# Interessengemeinschaft Angler?



## Ruffnex (22. Mai 2013)

Hallo zusammen,

nach meinem "Auftritt" im SWR-Beitrag zum Thema Nachtangelverbot in BaWü hatte ich einiges an, sagen wir mal "Rückmeldungen".
Zum einen natürlich im Bezug auf das Nachtangelvrbot selbst, zum anderen aber auch über sehr viele andere Themen, die man dann doch auch mal angehen sollte.
Viele fühlen sich von Vereinsfunktionären nicht verstanden oder sogar nicht mal ernst genommen. Ein wenig also quasi "Veränderung muss her, aber wer kümmert sich drum?!".
Daraus entstand dann der Gedanke einer Art Interessengemeinschaft der Angler. Von Angler, für Angler.
Eine IG, die die Interessen der Angler gegenüber der Politik, den Verbänden und den Vereinen vertritt.

Die erste Frage die sich natürlich stellt, stehen die Angler tatsächlich hinter einer solchen IG?
Ohne den Rückhalt der Angler, macht es schließlich keinen Sinn, eine solche IG zu gründen.

Meine Bitte also an *alle *User:
Was haltet ihr von einer "IG Angler" und steht ihr dahinter?


----------



## antonio (22. Mai 2013)

*AW: Interann irgendwie zwangsläufig auch der essengemeinschaft*

da wird man den unterschied zwischen theorie und praxis deutlich sehen können.

antonio


----------



## Thomas9904 (22. Mai 2013)

*AW: Irgendwann irgendwie zwangsläufig auch der Interessengemeinschaft Angler?*

Seh ich auch wie antonio....

Dennoch ist alles gut, was in Bewegung kommt........

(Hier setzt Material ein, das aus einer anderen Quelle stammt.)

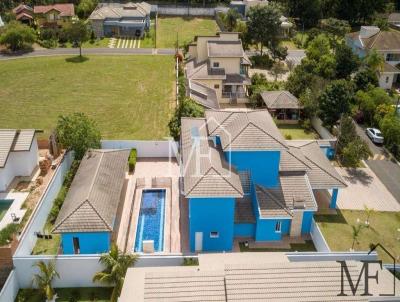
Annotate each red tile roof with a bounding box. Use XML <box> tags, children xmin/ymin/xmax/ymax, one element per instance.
<box><xmin>33</xmin><ymin>3</ymin><xmax>75</xmax><ymax>17</ymax></box>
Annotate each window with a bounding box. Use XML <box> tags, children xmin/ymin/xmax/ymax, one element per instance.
<box><xmin>210</xmin><ymin>231</ymin><xmax>219</xmax><ymax>238</ymax></box>
<box><xmin>275</xmin><ymin>221</ymin><xmax>282</xmax><ymax>233</ymax></box>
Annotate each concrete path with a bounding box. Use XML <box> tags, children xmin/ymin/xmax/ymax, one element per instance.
<box><xmin>0</xmin><ymin>47</ymin><xmax>175</xmax><ymax>60</ymax></box>
<box><xmin>336</xmin><ymin>167</ymin><xmax>400</xmax><ymax>212</ymax></box>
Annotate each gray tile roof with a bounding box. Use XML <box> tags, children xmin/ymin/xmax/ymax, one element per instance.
<box><xmin>181</xmin><ymin>118</ymin><xmax>243</xmax><ymax>198</ymax></box>
<box><xmin>261</xmin><ymin>91</ymin><xmax>301</xmax><ymax>109</ymax></box>
<box><xmin>189</xmin><ymin>81</ymin><xmax>219</xmax><ymax>109</ymax></box>
<box><xmin>207</xmin><ymin>40</ymin><xmax>245</xmax><ymax>58</ymax></box>
<box><xmin>53</xmin><ymin>150</ymin><xmax>130</xmax><ymax>233</ymax></box>
<box><xmin>205</xmin><ymin>110</ymin><xmax>287</xmax><ymax>150</ymax></box>
<box><xmin>0</xmin><ymin>129</ymin><xmax>39</xmax><ymax>168</ymax></box>
<box><xmin>89</xmin><ymin>2</ymin><xmax>151</xmax><ymax>20</ymax></box>
<box><xmin>286</xmin><ymin>141</ymin><xmax>347</xmax><ymax>189</ymax></box>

Reicht doch, wenn unsere real existierenden Rollatorverbände im Stillstand verharren........


----------



## Ruffnex (22. Mai 2013)

*Interessengemeinschat Angler*

Ups, was ist denn da mit dem Threat-Namen passiert...
Könnte das ein Admin bitte auf "Interessengemeinschat Angler" ändern?


----------



## Thomas9904 (22. Mai 2013)

*AW: Interessengemeinschaft Angler?*

Geändert.


----------



## GeorgeB (22. Mai 2013)

*AW: Interann irgendwie zwangsläufig auch der essengemeinschaft*

Geile Fredüberschrift. :m

Noble Idee. Aber es ist wie bei der Gründung einer neuen Partei, die sich für Bürgerinteressen einsetzen will. 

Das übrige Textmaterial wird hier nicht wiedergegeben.